Après onze jours de détention, grâce à l’intervention du Cardinal Schuster et d’un ami personnel de Mussolini, la crainte du danger de la déportation en Allemagne s’éloigne ; Sœur Enrichetta est condamnée à être en résidence surveillée à Grumello del Monte, Bergame, dans l’Institut Palazzolo, une maison de repos pour malades mentaux.
Elle passe là deux mois d’exil, durant lesquels alternent en elle des moments de paix et de sérénité intérieures et des moments d’angoisse et d’anxiété en pensant à ceux qui sont encore en prison : « J’entendais leurs plaintes désolées et leurs supplications angoissées ; je revoyais leurs visages pâles, leurs yeux perdus et pleins de larmes ; il me semblait encore sentir leurs mains dans les miennes comme pour un dernier adieu. Tout cela me déchirait le cœur, et comme je ne pouvais pas dormir, je souffrais et priais pour eux, dans la tristesse de ne plus pouvoir leur apporter quelque réconfort.
La pensée de ceux qui étaient en prison m’affligeait mais celle des déportés me déchirait !… Elle demeurait en moi constamment, me faisant souffrir un martyr intérieur… Il me fallait faire un peu comme Moïse pour ceux que j’avais laissés dans la lutte ; pour ceux qui souffraient. Je devais continuer mon apostolat de Sœur de la Charité italienne et catholique, par la prière et le renoncement forcé à mon activité, dans le champ bien-aimé de ma mission. »
La tornade passée, après sa libération, le 7 mai 1945, Sœur Enrichetta peut rentrer à Saint Victor, où elle reprend sa mission de Sœur de la Charité parmi les nouveaux détenus de la Prison : les ennemis d’hier. La prison est maintenant surpeuplée de fascistes et de jeunes femmes qui avaient adhéré à la République Sociale de Mussolini. Rendue plus affinée, purifiée par la souffrance et intérieurement plus unie à Dieu, elle peut recommencer son œuvre de reconstruction matérielle et morale dans la Prison.
Grâce à sa bonté attirante, Sœur Enrichetta se fait plus proche de ceux qui souffrent et qui cherchent une parole de paix et un appui. Elle seule obtient la permission d’entrer dans la cellule d’une détenue particulièrement difficile, Rina Fort, accusée de plusieurs meurtres. Avec patience elle conduit cette existence déchirée à rencontrer la miséricorde de Dieu.

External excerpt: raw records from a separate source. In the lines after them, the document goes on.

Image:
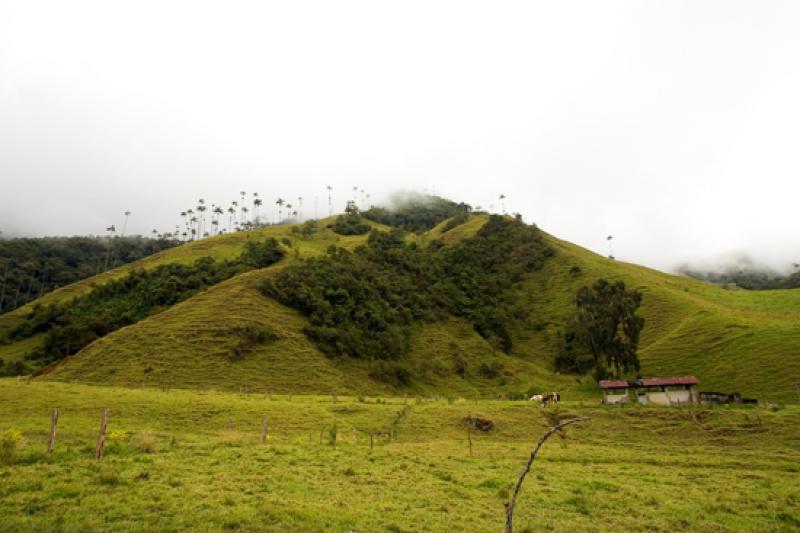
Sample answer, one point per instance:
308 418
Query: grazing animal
546 398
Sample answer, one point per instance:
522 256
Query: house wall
616 398
680 396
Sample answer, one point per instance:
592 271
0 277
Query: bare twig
51 444
264 430
510 505
101 437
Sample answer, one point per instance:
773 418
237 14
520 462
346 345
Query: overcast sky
672 125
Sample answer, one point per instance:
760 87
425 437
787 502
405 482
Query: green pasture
180 459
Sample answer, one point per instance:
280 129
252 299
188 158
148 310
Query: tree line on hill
362 303
30 267
69 327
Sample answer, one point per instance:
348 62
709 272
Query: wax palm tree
280 203
201 208
231 212
125 224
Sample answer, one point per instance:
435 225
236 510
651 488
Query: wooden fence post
51 444
264 430
101 438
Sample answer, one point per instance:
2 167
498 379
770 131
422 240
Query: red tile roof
614 384
665 382
648 382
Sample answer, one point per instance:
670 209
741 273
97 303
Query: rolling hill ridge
731 340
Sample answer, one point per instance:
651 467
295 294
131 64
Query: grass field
180 459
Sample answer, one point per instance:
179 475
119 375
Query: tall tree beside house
219 212
606 327
256 205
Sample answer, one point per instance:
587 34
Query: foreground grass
194 460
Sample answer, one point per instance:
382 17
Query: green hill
731 340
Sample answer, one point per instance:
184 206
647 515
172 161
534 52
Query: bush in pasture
10 440
145 442
109 477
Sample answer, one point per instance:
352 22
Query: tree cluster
30 267
351 222
362 303
604 334
417 212
69 327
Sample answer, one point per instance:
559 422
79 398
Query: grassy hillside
732 340
187 460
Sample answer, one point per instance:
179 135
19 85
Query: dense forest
67 328
30 267
362 303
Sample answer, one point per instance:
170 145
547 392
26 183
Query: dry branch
101 437
510 505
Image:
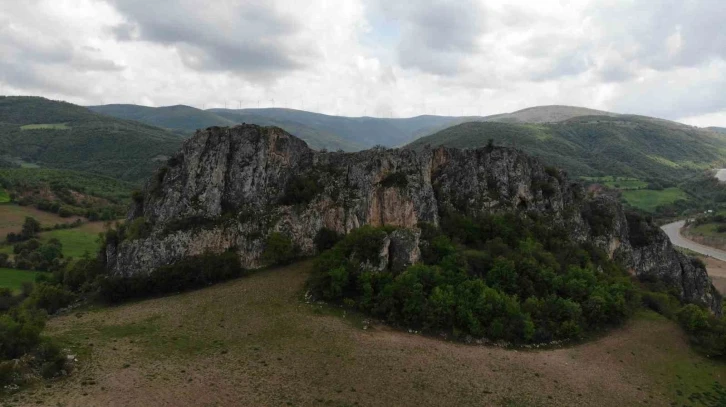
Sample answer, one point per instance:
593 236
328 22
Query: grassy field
77 241
619 182
253 342
648 200
13 216
13 279
48 126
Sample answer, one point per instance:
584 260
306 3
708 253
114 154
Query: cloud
435 35
250 38
356 57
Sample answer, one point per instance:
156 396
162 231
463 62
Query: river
673 230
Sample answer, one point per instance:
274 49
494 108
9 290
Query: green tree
31 227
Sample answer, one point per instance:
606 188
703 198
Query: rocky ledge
231 188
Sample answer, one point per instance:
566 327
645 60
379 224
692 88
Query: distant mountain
318 130
180 118
330 132
56 134
721 130
546 114
636 146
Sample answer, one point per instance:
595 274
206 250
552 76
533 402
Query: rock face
230 188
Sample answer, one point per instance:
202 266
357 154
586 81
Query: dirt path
252 342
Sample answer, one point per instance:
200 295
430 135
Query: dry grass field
254 342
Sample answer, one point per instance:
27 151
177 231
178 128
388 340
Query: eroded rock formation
229 188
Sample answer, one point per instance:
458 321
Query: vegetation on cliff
503 277
65 136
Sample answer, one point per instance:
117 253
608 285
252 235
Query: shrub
192 272
505 277
49 297
139 228
395 180
301 190
279 249
326 239
31 228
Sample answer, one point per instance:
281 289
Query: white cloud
371 57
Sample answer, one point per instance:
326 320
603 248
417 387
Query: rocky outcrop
230 188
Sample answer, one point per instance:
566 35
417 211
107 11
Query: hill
596 146
318 130
61 135
326 131
68 193
185 119
547 114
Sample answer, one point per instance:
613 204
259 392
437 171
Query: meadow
618 182
254 341
13 279
77 241
648 200
13 216
48 126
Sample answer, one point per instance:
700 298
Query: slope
181 118
253 342
318 130
628 146
547 114
62 135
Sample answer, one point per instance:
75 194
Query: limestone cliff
229 188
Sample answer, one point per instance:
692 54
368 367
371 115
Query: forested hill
632 146
318 130
52 134
326 131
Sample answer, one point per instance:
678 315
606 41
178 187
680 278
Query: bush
503 277
139 228
301 190
192 272
49 297
279 249
326 239
31 228
395 180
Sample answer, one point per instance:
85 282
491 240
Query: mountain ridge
234 188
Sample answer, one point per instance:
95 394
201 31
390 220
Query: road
673 230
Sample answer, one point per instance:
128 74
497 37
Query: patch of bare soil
253 342
717 271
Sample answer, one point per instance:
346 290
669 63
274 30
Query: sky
662 58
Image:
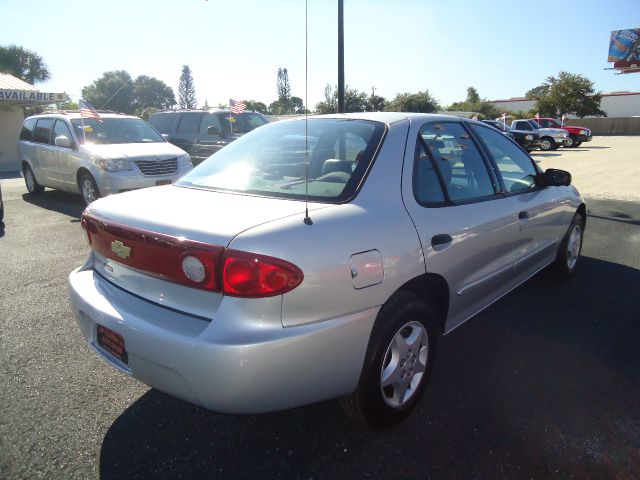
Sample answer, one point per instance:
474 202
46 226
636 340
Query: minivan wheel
33 186
546 144
397 363
88 188
570 248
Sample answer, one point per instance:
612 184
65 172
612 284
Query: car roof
75 114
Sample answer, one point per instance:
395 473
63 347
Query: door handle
441 239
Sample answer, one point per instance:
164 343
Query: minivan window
61 128
459 161
270 161
43 130
189 123
164 122
110 130
27 129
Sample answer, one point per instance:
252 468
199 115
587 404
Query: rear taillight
194 264
251 275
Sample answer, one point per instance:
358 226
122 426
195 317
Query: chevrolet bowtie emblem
120 249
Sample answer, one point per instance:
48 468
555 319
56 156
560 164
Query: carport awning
15 92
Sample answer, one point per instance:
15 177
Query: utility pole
340 56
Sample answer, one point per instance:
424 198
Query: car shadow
520 390
63 202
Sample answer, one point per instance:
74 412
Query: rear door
187 131
466 227
542 219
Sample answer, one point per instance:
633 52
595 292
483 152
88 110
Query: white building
615 104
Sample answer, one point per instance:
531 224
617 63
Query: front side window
61 129
189 123
43 130
27 129
272 160
114 130
462 169
516 168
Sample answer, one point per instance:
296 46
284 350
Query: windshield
115 130
271 160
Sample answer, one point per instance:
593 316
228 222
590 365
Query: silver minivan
96 156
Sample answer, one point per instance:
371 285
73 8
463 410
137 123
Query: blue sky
234 48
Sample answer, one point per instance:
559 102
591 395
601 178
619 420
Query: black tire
371 403
571 247
88 188
547 144
33 187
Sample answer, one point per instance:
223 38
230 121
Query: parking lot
543 384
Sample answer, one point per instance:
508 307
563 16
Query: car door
187 132
542 218
467 229
49 174
68 159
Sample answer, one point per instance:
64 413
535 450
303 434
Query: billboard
624 46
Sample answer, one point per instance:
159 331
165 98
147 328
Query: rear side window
164 122
27 129
516 168
189 123
43 130
458 161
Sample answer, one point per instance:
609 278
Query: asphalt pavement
543 384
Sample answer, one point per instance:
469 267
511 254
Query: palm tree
24 64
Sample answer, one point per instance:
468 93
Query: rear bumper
259 367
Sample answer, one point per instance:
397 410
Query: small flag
87 111
235 106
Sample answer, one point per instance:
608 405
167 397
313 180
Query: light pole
340 56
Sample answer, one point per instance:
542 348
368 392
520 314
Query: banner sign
624 46
32 96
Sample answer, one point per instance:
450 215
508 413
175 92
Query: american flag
236 106
87 111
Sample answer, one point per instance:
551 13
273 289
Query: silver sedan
321 258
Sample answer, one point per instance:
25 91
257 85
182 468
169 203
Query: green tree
186 90
568 93
149 92
354 100
473 103
255 106
112 91
421 102
23 64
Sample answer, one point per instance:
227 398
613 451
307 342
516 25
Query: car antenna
307 219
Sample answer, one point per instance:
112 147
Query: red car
577 135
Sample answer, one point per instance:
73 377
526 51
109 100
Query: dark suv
203 132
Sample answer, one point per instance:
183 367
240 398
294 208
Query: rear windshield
115 130
271 160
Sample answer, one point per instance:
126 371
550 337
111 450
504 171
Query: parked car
96 157
550 138
273 276
204 132
526 139
577 135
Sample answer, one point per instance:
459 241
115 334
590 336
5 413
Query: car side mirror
63 141
554 177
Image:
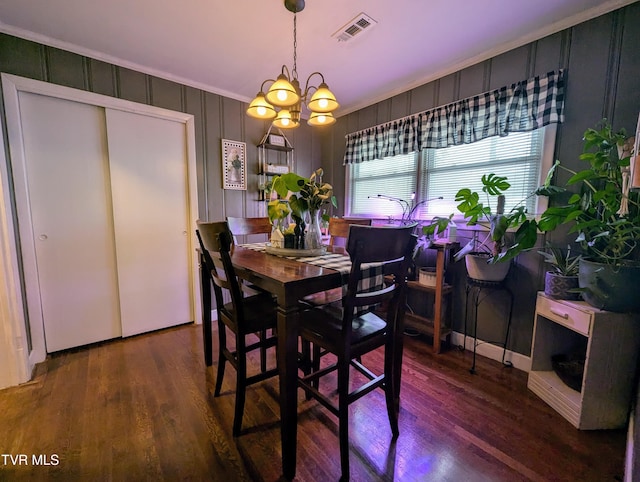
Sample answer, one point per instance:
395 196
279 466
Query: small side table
477 291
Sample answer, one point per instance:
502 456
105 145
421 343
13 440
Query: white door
148 164
69 193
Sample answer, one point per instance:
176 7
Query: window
523 157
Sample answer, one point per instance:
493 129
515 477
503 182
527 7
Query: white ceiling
230 47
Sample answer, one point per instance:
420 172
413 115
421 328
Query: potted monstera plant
502 235
605 216
305 197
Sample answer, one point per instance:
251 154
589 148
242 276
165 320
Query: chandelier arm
262 86
285 71
308 87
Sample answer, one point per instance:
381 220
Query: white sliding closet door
148 163
68 187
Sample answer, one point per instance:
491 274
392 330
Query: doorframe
12 203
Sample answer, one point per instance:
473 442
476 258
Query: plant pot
557 286
609 288
479 269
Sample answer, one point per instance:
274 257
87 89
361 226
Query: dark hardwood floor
142 409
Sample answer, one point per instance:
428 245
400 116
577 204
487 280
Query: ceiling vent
362 22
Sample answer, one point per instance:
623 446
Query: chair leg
263 351
206 316
390 390
241 384
343 416
222 346
315 366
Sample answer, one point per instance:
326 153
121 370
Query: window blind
441 173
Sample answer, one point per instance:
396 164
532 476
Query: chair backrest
392 246
248 226
215 237
339 228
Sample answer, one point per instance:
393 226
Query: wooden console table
442 292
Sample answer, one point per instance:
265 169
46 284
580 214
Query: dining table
290 279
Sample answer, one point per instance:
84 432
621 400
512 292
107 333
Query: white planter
479 269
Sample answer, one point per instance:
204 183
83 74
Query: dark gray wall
602 59
216 117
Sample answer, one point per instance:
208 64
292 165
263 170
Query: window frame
546 161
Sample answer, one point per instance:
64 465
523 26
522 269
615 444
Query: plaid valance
523 106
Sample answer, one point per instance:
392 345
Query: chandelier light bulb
323 100
321 119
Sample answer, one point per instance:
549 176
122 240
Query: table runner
372 273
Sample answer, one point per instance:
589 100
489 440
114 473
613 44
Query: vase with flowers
306 197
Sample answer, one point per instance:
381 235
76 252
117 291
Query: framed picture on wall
234 165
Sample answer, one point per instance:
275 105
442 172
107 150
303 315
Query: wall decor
234 165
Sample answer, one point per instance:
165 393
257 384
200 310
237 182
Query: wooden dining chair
349 336
338 232
339 229
248 226
242 316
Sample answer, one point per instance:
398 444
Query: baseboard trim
494 352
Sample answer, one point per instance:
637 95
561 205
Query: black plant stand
477 291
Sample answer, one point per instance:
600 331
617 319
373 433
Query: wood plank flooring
142 409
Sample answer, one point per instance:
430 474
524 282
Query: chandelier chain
295 46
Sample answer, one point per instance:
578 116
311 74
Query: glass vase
313 238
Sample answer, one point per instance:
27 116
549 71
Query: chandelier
283 101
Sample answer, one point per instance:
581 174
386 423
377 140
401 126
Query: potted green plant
561 281
505 234
305 196
605 215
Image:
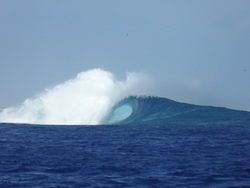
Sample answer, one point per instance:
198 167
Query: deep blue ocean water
124 156
149 142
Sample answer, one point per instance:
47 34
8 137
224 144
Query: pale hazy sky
197 51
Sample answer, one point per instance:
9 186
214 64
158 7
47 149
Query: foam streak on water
85 99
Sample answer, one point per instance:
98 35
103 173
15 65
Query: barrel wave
96 97
158 111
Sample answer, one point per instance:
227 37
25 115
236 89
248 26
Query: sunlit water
124 156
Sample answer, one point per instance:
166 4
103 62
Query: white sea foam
83 100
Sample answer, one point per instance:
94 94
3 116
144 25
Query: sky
196 51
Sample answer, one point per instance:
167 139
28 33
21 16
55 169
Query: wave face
156 110
96 97
83 100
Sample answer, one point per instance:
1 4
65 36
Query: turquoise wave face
120 113
155 110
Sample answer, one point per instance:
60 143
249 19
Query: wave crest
83 100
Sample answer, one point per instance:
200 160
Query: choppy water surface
125 156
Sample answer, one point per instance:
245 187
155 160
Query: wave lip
83 100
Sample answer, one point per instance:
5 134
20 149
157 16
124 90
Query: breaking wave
83 100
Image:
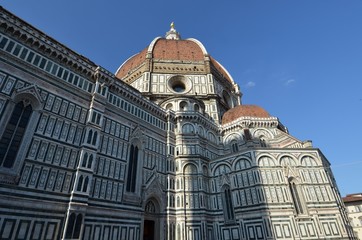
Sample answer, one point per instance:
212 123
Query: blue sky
300 60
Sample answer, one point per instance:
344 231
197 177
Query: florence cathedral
161 149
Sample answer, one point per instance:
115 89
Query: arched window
13 134
234 146
183 106
90 161
74 226
84 161
132 169
262 142
85 185
95 138
296 197
80 183
90 134
169 106
228 204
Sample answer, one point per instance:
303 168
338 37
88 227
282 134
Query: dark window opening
132 169
13 134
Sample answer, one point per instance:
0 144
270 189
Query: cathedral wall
48 178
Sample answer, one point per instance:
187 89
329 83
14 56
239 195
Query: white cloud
250 84
289 82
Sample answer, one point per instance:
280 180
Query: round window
179 84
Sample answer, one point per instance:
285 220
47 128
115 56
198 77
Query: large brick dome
173 55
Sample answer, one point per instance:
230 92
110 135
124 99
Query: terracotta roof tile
244 111
186 50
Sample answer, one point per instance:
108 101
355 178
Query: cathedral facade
162 149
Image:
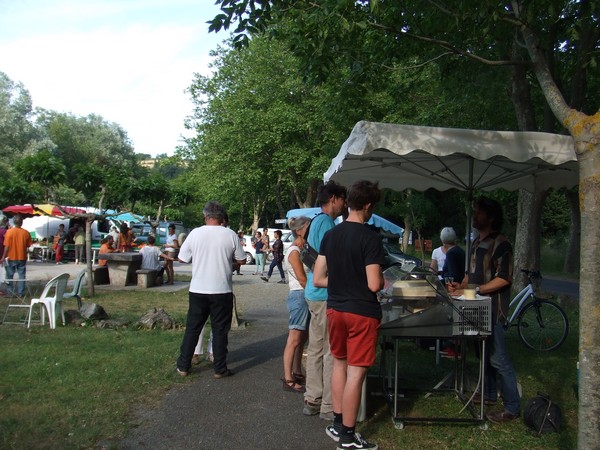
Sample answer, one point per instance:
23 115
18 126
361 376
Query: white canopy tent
406 156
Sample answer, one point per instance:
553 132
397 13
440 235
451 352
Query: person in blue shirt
331 197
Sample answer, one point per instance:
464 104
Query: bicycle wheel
543 325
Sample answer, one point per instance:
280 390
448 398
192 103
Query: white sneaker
357 443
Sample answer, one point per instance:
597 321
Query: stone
93 311
112 324
156 318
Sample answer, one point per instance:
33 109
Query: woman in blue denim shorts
293 378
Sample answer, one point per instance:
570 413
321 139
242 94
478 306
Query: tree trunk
406 235
586 133
572 256
528 236
589 291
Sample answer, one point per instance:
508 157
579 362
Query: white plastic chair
76 292
49 301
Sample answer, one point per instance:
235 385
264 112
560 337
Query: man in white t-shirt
212 249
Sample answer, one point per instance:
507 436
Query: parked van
142 230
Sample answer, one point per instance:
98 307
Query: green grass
74 386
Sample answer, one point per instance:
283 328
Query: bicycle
542 324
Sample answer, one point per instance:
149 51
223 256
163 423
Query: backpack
542 415
308 255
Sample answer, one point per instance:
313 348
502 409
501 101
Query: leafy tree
17 132
43 169
555 42
261 129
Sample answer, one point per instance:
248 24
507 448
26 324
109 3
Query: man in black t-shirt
349 265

La rencontre avec son Seigneur
En septembre 1950, une chute, place du Dôme, lui provoque une fracture du fémur. Elle arrive à se rétablir mais pour très peu de temps. Gravement malade du foie, son cœur très éprouvé, après treize jours d’agonie, elle est prête à rencontrer le Seigneur. Après avoir reçu les Sacrements auxquels elle participe avec pleine lucidité, elle confie avec une édifiante sérénité : «je ne croyais pas qu’il fut si doux de mourir.»
Il est 15 heures, le vendredi 23 novembre 1951.
La nouvelle de sa mort est aussitôt diffusée par la radio et par les journaux. Sa dépouille, exposée dans la chapelle ardente est l’objet d’émouvantes manifestations d’affection ; les détenues veulent voir, encore une fois, « l’Ange de Saint Victor ».
Ses funérailles, célébrées dans la Basilique Saint Victor, furent la consécration et le triomphe de la vertu et de la Charité. Parmi la foule rassemblée pour la cérémonie, participaient de nombreuses sœurs, des autorités civiles et ecclésiastiques et une foule très nombreuse.
Le curé, Monseigneur Dell’Acqua fit mettre cette inscription sur le fronton de l’église : « Entre les tristes murs où on expiait et dans les sombres cellules où, durant les heures tragiques de la Patrie, on payait la faute d’aimer la liberté et l’Italie, éprouvée durant des décennies, elle passait comme un ange, pleurait comme une mère, silencieux héroïsme de chaque jour. Dans une fervente prière, comme une flamme qui a brûlé puis s’est éteinte, telle fut Sœur Enrichetta Maria Alfieri, une véritable Sœur de la Charité.»